For all their varied approaches to adaptation and their equally varied performances at the box office, the Shakespeare films of the 1990s might be understood in retrospect as participating in a much larger fin de siècle project, the recuperation of traditional literary culture for an age of mass media. At the heart of the recent Shakespeare film boom has been a desire definitively to disengage Shakespeare from the theater, to refute the proposition that the special nature and power of Shakespearean drama is rooted in the specific medium for which he wrote, live stage performance.
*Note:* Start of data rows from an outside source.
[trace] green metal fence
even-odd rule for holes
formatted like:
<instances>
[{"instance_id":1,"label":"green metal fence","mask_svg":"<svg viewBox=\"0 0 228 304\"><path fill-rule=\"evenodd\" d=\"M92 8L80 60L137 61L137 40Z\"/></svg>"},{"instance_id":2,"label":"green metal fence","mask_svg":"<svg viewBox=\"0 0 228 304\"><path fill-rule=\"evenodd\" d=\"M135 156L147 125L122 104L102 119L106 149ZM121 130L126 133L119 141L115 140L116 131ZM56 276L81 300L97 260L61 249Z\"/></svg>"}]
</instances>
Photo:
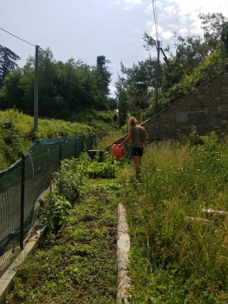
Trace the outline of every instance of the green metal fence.
<instances>
[{"instance_id":1,"label":"green metal fence","mask_svg":"<svg viewBox=\"0 0 228 304\"><path fill-rule=\"evenodd\" d=\"M36 140L25 155L22 154L16 162L0 171L2 270L18 251L19 245L22 248L25 240L40 223L36 216L40 208L38 199L43 195L50 183L48 150L51 171L54 172L58 170L61 160L78 157L84 148L91 150L95 147L97 139L102 135ZM12 147L12 154L13 151ZM7 155L5 154L0 150L0 162L5 161Z\"/></svg>"}]
</instances>

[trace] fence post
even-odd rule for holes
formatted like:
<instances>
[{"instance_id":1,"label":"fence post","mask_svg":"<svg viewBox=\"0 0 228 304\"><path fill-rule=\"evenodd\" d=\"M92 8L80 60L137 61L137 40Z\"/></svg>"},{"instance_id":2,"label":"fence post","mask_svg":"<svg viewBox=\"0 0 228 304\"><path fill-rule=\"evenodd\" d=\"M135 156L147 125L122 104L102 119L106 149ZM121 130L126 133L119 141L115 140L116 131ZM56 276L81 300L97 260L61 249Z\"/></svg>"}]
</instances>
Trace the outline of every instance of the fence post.
<instances>
[{"instance_id":1,"label":"fence post","mask_svg":"<svg viewBox=\"0 0 228 304\"><path fill-rule=\"evenodd\" d=\"M77 155L77 140L76 138L75 139L75 143L74 144L74 158L76 158Z\"/></svg>"},{"instance_id":2,"label":"fence post","mask_svg":"<svg viewBox=\"0 0 228 304\"><path fill-rule=\"evenodd\" d=\"M25 199L25 156L21 157L21 221L20 230L20 247L22 250L24 245L24 203Z\"/></svg>"},{"instance_id":3,"label":"fence post","mask_svg":"<svg viewBox=\"0 0 228 304\"><path fill-rule=\"evenodd\" d=\"M62 146L61 145L59 145L59 168L61 164L61 161L62 160Z\"/></svg>"},{"instance_id":4,"label":"fence post","mask_svg":"<svg viewBox=\"0 0 228 304\"><path fill-rule=\"evenodd\" d=\"M84 135L82 135L82 147L81 152L83 152L84 151Z\"/></svg>"}]
</instances>

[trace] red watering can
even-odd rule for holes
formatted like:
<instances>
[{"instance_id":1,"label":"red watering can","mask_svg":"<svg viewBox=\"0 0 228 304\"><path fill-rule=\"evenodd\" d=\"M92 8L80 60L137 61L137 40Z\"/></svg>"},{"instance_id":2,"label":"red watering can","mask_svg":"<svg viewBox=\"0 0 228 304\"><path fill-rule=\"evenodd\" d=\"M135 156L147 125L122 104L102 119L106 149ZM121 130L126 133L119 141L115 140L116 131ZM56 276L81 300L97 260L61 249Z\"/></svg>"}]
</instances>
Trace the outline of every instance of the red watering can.
<instances>
[{"instance_id":1,"label":"red watering can","mask_svg":"<svg viewBox=\"0 0 228 304\"><path fill-rule=\"evenodd\" d=\"M111 163L113 164L114 163L114 161L115 161L118 158L120 158L121 157L123 157L125 153L125 149L123 147L118 147L118 145L113 145L112 148L113 148L113 154L116 157L113 158L112 160Z\"/></svg>"}]
</instances>

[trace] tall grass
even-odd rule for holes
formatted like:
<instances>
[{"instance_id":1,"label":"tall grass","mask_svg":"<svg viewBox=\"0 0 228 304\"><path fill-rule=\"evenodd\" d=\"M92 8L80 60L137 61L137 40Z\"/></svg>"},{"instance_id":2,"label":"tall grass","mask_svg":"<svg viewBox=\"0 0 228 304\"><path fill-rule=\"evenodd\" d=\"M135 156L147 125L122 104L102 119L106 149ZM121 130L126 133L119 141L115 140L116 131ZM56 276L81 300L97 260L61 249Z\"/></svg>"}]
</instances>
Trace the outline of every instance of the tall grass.
<instances>
[{"instance_id":1,"label":"tall grass","mask_svg":"<svg viewBox=\"0 0 228 304\"><path fill-rule=\"evenodd\" d=\"M132 240L132 302L228 302L228 219L197 219L202 208L228 211L228 145L213 133L200 139L146 149L143 184L130 183L120 198Z\"/></svg>"}]
</instances>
That proposition has become increasingly problematic throughout the twentieth century as the professional theater has moved decisively to the margins of cultural production, displaced by the newer, putatively more democratic dominants of film and video.Were Shakespeare’s works to be regarded as indelibly theatrical, they – and, more importantly, the cultural capital they represent – would risk being mired in an outmoded, coterie format, the cultural equivalent of Betamax. What film adaptations of the 1990s share is an assertion of the radical mobility of Shakespearean content, the capacity of Shakespeare’s writing to transcend the particularities of his chosen medium and its unproblematic affinity with more contemporary media, particularly film and TV. Nowhere is this assertion more explicit than in the final moments of Shakespeare in Love (dir. John Madden, 1998), when Shakespeare, in the wake of the triumphal stage performance of his Romeo and Juliet, begins writing Twelfth Night, his valentine to Viola de Lesseps, his newfound secret muse. As Shakespeare puts his pen to page and outlines the opening scene in voice-over, we see no playhouse enactment of his script-in-progress but rather Shakespeare’s “unmediated” imagination, one that, judging from the slo-mo of the watery shipwreck and Viola’s stride across an emphatically widescreen beach, operates cinematically. That is, if this scene gives Viola a means for transcending the marriage market that binds her throughout the film, it also provides Shakespeare a means for transcending the stultifying artificiality and conventionality of the Elizabethan theater that heretofore has rendered him artistically impotent. To stress the extent to which Shakespeare’s writing relies upon live stage performance for its full meaning and power, then, would entail swimming against the tide of recent screen Shakespeares and

insisting upon an antiquarian authenticity that risks relegating Shakespeare to the dustbin of history.